When looking for this pasta outside of Turkey, you are wanting to use a short cut type of pasta like Vermicelli (meaning little worm) or a similar pasta that is often used in making chicken soup or similar.
A SOUP OR PASTA DISH – YOU CHOOSE
You can make it more like a pasta dish or more as a thick soup just by regulating the amount of stock you pour in.
IT’S MORE LIKE A PASTA RISOTTO
This şehriye pasta dish cannot be compared to any kind of Italian pasta that is served ‘al dente’. It is a completely different kind of meal, very tasty and filling and could possibly be considered a kind of pasta risotto.
As we enjoy spicy food, we are generous with the pul biber but you do not need to include any spice at all. Also, depending on your taste, you can have sweet or spicy green peppers in the dish.
It’s truly hard to believe you can make something so tasty with so few ingredients!
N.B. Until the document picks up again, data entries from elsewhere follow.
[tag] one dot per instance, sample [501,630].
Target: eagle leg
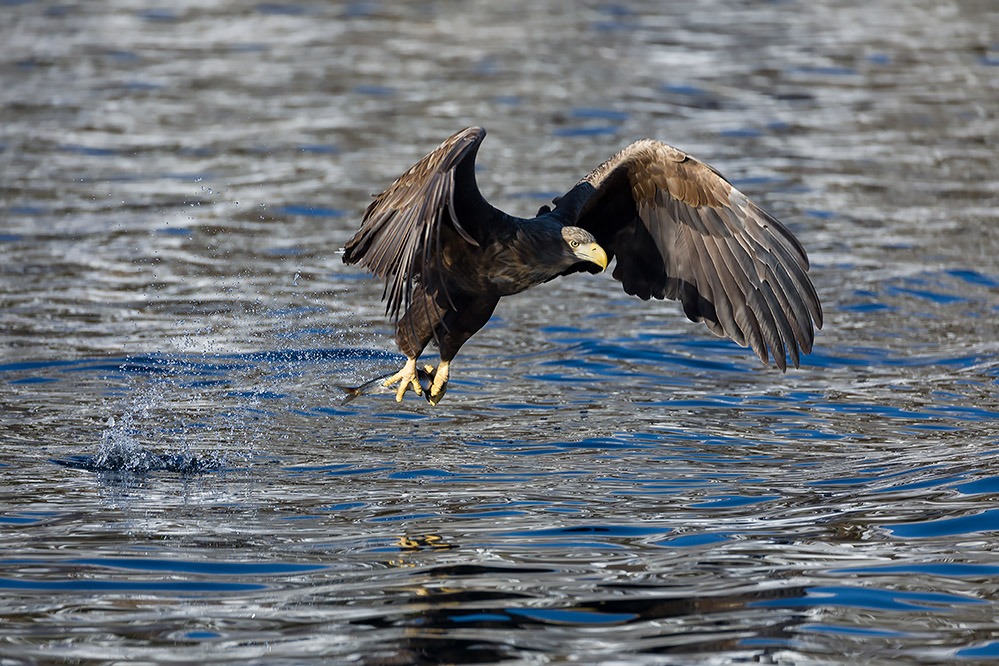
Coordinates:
[439,387]
[406,378]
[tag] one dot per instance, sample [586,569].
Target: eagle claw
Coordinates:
[439,387]
[407,378]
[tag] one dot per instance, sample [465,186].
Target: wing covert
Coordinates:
[400,238]
[680,231]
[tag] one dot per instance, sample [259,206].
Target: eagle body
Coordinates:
[676,227]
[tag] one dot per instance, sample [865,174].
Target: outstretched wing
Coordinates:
[681,231]
[400,239]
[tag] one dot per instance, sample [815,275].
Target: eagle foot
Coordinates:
[439,387]
[407,378]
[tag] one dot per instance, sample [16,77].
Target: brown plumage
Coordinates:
[678,229]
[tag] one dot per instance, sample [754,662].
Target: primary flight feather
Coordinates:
[677,228]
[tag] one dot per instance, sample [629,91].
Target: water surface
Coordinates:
[605,481]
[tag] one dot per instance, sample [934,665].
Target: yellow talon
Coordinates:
[406,378]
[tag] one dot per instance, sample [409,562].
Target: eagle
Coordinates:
[678,229]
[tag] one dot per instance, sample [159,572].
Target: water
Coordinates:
[605,482]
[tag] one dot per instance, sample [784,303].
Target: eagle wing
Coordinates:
[681,231]
[400,236]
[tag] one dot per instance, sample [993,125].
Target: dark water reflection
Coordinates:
[604,482]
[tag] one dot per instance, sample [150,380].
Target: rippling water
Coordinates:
[604,481]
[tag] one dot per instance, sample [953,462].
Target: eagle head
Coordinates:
[580,245]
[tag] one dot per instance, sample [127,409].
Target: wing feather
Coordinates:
[730,263]
[401,238]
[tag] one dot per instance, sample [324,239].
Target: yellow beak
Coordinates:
[593,253]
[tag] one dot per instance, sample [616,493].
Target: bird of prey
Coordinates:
[677,228]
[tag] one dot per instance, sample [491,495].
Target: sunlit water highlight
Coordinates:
[604,481]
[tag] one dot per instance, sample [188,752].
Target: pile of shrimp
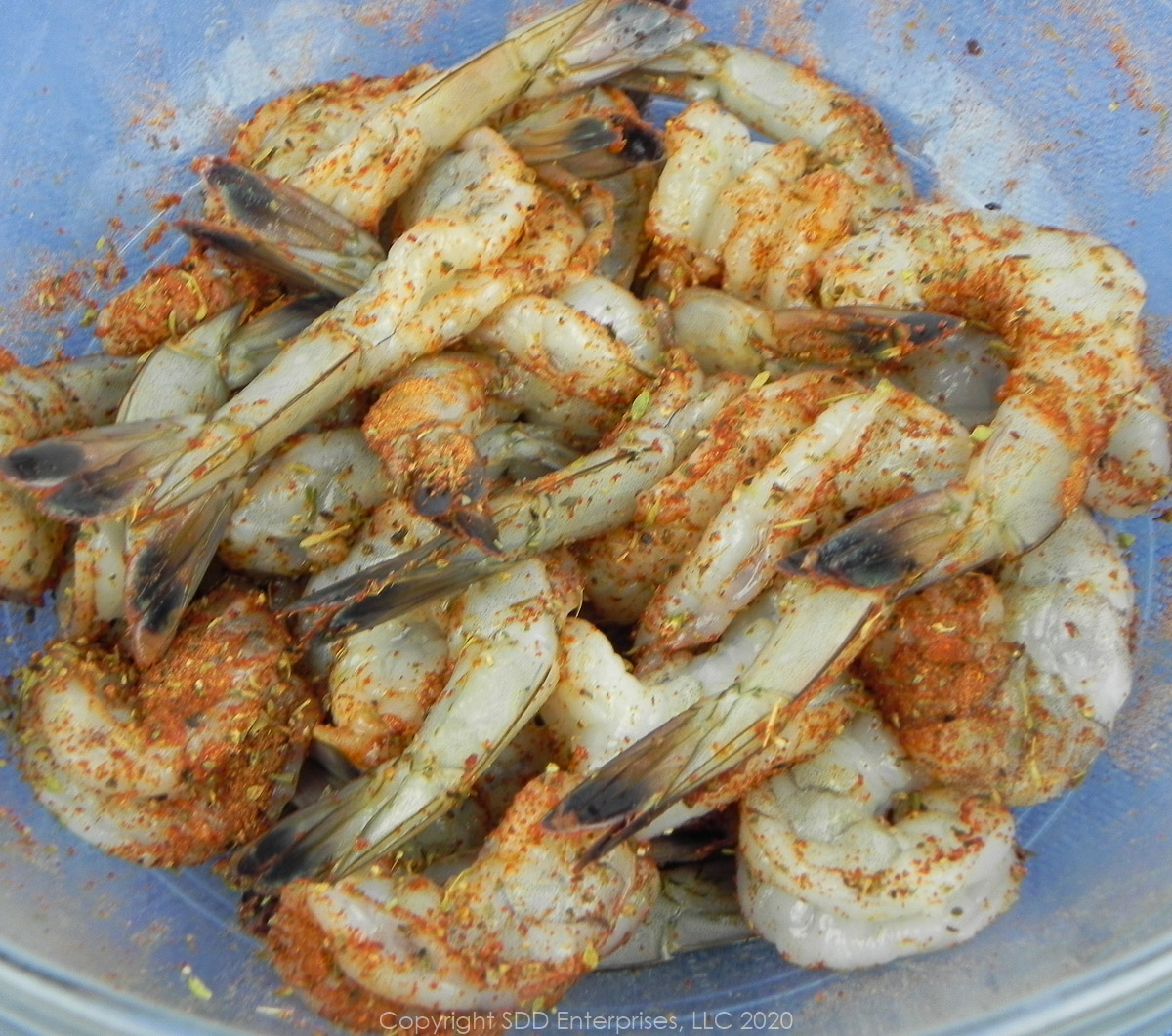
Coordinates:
[526,539]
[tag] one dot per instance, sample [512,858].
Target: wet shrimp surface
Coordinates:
[508,489]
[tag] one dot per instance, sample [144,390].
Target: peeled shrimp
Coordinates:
[593,493]
[1067,305]
[1011,686]
[36,402]
[742,214]
[858,452]
[624,567]
[175,765]
[503,644]
[306,507]
[511,932]
[574,360]
[785,103]
[848,860]
[363,339]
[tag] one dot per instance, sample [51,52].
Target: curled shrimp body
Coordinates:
[306,507]
[574,360]
[592,495]
[754,220]
[786,103]
[423,428]
[625,566]
[511,932]
[393,145]
[382,681]
[1067,304]
[848,860]
[175,765]
[433,286]
[1011,685]
[857,454]
[36,402]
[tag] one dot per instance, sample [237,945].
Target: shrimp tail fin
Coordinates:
[101,472]
[720,733]
[900,544]
[284,229]
[271,860]
[620,38]
[410,590]
[165,566]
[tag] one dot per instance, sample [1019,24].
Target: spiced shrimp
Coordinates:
[1011,685]
[862,449]
[849,860]
[401,134]
[760,215]
[177,763]
[509,932]
[36,402]
[722,744]
[440,278]
[1069,306]
[504,663]
[593,493]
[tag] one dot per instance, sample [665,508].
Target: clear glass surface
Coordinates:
[1058,112]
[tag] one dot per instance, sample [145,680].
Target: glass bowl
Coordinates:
[1056,112]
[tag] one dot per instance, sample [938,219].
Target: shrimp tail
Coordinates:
[165,567]
[900,544]
[98,473]
[621,38]
[719,735]
[284,229]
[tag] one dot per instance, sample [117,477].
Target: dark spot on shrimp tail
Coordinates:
[241,188]
[86,498]
[890,545]
[42,463]
[856,557]
[156,592]
[642,142]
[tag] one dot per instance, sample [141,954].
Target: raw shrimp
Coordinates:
[382,681]
[742,214]
[503,643]
[292,234]
[574,360]
[1069,306]
[592,134]
[1011,686]
[592,495]
[859,452]
[144,572]
[438,269]
[724,333]
[306,507]
[783,704]
[513,932]
[423,428]
[173,766]
[625,566]
[36,402]
[1135,468]
[173,299]
[565,51]
[696,908]
[848,860]
[599,708]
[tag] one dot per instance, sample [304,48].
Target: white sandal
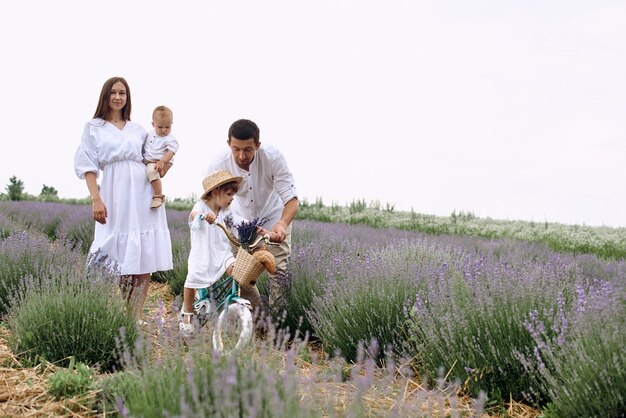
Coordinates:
[187,329]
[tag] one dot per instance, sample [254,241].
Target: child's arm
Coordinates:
[161,166]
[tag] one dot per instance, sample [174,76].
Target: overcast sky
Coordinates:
[510,109]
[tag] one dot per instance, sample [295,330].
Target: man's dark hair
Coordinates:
[244,129]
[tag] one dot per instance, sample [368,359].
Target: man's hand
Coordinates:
[158,167]
[209,217]
[278,232]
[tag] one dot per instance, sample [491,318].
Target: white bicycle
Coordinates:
[233,328]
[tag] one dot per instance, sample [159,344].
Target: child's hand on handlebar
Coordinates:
[209,217]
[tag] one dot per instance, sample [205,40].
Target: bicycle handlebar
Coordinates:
[231,237]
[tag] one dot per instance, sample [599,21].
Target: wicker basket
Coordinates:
[246,268]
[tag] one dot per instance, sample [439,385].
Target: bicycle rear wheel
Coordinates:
[233,329]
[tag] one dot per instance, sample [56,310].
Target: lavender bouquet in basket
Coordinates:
[248,231]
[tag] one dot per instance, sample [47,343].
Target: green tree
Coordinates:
[15,188]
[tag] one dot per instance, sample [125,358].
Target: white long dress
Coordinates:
[135,237]
[211,253]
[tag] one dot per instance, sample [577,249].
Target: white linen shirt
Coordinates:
[155,147]
[211,253]
[265,188]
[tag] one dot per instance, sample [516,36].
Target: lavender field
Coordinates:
[490,316]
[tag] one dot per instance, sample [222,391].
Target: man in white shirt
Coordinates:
[267,190]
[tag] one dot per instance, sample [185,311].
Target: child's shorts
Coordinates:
[154,175]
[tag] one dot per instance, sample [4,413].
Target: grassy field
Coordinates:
[397,314]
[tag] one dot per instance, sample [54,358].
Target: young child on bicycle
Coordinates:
[211,253]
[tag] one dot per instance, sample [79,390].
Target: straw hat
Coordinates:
[218,178]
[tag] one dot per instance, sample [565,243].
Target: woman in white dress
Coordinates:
[128,233]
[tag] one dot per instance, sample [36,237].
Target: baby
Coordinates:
[158,151]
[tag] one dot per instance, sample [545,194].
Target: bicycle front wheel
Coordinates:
[233,330]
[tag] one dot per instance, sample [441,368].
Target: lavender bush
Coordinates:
[179,233]
[470,321]
[605,242]
[31,254]
[79,317]
[195,384]
[579,362]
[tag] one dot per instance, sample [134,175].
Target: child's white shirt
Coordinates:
[211,252]
[155,147]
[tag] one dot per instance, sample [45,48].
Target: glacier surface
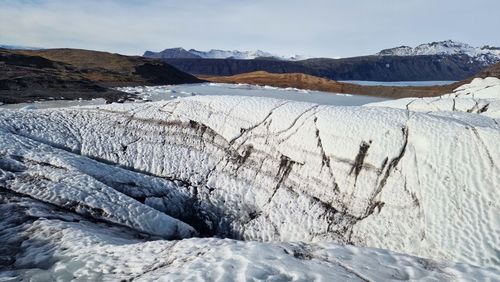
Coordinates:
[107,191]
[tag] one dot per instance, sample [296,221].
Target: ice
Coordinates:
[57,246]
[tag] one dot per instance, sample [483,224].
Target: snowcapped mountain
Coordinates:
[216,54]
[488,55]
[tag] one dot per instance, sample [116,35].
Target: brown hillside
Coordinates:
[304,81]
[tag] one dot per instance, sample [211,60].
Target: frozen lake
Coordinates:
[169,92]
[399,83]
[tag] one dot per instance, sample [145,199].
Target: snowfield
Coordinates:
[104,192]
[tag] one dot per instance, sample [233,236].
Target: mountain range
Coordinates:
[446,60]
[29,75]
[487,54]
[181,53]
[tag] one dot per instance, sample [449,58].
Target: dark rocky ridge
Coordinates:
[29,75]
[375,68]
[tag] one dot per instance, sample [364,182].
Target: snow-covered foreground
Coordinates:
[51,244]
[172,92]
[85,188]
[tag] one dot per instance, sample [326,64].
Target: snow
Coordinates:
[61,246]
[487,54]
[418,182]
[481,96]
[241,55]
[400,83]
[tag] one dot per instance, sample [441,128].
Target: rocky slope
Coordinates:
[445,60]
[181,53]
[264,169]
[487,55]
[28,75]
[309,82]
[376,68]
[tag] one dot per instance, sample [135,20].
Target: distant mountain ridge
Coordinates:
[446,60]
[18,47]
[487,54]
[181,53]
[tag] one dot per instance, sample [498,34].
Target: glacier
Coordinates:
[285,189]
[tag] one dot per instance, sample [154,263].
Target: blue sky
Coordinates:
[329,28]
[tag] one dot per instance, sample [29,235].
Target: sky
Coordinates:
[314,28]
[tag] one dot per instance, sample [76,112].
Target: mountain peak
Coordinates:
[180,52]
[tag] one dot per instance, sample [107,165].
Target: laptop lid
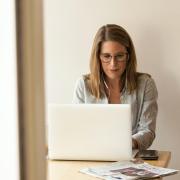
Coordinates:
[89,132]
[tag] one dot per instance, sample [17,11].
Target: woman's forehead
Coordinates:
[112,46]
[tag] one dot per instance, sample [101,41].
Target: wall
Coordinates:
[70,27]
[9,164]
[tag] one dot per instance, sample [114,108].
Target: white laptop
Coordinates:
[100,132]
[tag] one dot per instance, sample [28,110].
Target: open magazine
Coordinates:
[128,170]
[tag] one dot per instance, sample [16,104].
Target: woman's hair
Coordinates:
[111,32]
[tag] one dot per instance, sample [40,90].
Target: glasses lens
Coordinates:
[119,57]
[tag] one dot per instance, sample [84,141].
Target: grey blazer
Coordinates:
[143,103]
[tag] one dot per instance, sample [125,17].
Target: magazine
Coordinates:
[128,170]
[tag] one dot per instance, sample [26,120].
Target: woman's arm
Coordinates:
[78,95]
[147,123]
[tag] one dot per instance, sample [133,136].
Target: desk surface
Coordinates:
[68,170]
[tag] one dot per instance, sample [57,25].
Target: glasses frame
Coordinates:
[115,57]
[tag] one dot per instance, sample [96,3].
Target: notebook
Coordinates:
[97,132]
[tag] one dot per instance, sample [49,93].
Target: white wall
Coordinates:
[9,160]
[154,26]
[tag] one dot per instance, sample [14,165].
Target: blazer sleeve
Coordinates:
[147,122]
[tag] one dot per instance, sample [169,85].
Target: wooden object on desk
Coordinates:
[68,170]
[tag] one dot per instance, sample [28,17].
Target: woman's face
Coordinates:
[113,57]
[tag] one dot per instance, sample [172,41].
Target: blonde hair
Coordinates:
[111,32]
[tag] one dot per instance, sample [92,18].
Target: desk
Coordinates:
[69,170]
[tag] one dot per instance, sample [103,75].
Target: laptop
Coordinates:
[96,132]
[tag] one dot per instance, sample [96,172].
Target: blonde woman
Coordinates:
[113,79]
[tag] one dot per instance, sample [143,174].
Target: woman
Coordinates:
[113,79]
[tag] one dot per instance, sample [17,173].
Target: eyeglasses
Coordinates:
[121,57]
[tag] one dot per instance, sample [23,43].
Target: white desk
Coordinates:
[69,170]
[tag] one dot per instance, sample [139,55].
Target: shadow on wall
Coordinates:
[157,61]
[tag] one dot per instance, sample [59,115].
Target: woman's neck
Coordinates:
[113,84]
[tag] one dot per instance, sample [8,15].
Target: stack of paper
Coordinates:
[128,170]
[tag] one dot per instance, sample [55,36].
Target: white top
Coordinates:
[143,103]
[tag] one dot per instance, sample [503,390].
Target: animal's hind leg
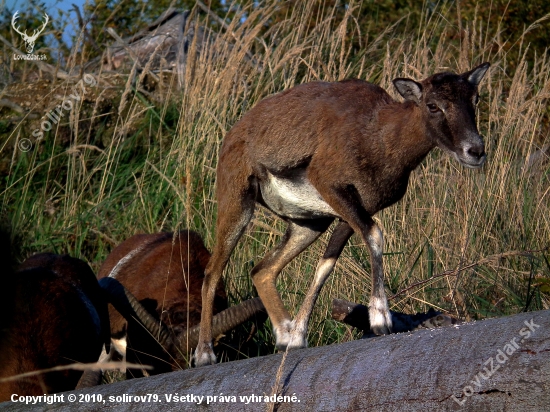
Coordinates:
[336,244]
[235,209]
[299,235]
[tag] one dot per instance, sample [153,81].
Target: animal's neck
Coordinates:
[406,141]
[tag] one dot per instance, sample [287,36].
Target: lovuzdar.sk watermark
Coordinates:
[29,39]
[493,364]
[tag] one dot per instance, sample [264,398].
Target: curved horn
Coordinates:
[223,321]
[129,307]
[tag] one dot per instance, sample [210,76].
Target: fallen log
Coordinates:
[491,365]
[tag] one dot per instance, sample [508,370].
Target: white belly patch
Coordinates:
[294,197]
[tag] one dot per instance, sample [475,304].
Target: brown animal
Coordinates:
[165,274]
[54,314]
[325,151]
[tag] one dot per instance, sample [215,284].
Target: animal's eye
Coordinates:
[433,108]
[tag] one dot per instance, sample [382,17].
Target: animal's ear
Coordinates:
[475,76]
[409,89]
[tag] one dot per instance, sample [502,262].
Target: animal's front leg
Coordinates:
[379,312]
[336,244]
[347,203]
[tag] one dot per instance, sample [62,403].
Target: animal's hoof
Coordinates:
[381,330]
[380,318]
[204,355]
[288,335]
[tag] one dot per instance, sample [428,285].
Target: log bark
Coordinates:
[491,365]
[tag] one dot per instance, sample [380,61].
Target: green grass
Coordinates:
[148,165]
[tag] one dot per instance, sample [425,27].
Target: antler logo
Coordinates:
[29,40]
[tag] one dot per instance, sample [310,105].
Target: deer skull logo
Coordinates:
[29,40]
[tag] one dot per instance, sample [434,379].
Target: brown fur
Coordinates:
[48,324]
[166,276]
[324,151]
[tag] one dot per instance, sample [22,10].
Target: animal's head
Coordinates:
[448,102]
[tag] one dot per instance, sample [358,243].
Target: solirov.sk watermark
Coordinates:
[55,115]
[493,364]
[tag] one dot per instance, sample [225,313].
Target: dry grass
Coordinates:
[156,170]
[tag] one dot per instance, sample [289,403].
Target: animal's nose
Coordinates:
[477,151]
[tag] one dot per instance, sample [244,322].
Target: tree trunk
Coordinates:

Some time try adding extra stock or water and eating it in a near-soup state. It’s really very delicious.
- 2 chopped tomatoes
- 3 green peppers chopped
- 2 Tbsp oil
- 2 tsp pul biber (optional)
- 1½ beef or chicken stock cube
- 700 - 800ml boiling water
- 135g Tel Şehriye or short noodles such as Vermicelli
- 1 spring onion finely chopped
- 2 Tbsp chopped parsley
- Fry tomatoes and peppers for 4 minutes in the oil
- Add hot water and stock powder to vegies
- Add Şehriye and boil for a minute
- Cover with lid, turn off heat
- Stir pot after 7 minutes and replace lid.